Gilles Théberge aurait discuté de la situation avec Tony Accurso et l’homme d’affaires aurait tenté de convaincre l’ancien maire de lui octroyer le contrat.

Selon Marc Labelle, Gilles Théberge n’a parlé de cette rencontre aux enquêteurs qu’à la veille de son témoignage lors du « premier procès » en octobre dernier. Le témoin a assuré l’avoir mentionné auparavant.

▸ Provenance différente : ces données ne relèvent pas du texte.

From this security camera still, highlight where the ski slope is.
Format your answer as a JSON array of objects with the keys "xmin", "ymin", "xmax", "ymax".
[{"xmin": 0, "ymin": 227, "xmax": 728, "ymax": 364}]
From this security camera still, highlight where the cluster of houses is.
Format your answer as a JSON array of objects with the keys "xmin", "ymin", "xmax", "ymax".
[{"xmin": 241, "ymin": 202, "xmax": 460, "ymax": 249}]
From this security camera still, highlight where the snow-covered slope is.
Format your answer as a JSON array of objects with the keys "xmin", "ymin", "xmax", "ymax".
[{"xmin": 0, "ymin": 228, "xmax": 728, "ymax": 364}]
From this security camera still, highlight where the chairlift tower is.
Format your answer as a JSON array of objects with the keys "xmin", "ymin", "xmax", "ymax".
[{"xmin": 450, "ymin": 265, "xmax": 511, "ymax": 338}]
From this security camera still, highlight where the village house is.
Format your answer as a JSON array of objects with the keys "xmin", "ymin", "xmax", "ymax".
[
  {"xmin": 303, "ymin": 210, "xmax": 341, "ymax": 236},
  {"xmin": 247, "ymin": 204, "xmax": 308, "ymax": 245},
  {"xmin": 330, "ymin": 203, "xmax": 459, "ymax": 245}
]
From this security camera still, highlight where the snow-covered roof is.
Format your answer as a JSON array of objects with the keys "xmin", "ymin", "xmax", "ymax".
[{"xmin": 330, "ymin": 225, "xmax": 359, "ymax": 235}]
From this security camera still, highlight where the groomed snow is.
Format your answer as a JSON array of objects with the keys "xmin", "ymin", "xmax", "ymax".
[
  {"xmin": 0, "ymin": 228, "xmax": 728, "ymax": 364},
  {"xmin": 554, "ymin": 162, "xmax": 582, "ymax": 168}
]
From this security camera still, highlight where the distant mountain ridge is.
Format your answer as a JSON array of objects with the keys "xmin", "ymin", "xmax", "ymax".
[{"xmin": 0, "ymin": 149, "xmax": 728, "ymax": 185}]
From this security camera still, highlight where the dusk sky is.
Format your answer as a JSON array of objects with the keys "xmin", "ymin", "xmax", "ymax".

Aucune accusation contre le témoin

La défense a longuement insisté sur le fait que Gilles Théberge a obtenu l’immunité du Directeur des poursuites criminelles et pénales en échange de sa collaboration. Il a aussi fait une entente avec Revenu Québec afin de ne pas être accusé d’évasion fiscale, en plus d’obtenir l’assurance de ne pas être poursuivi par le Bureau de la concurrence.

Le juge James Brunton a mentionné au jury que Tony Accurso, 66 ans, a subi un premier procès cet automne, mais lui a demandé de ne pas spéculer sur ce qui s’était passé.

L’homme d’affaires est accusé de fraude, corruption, abus de confiance et complot.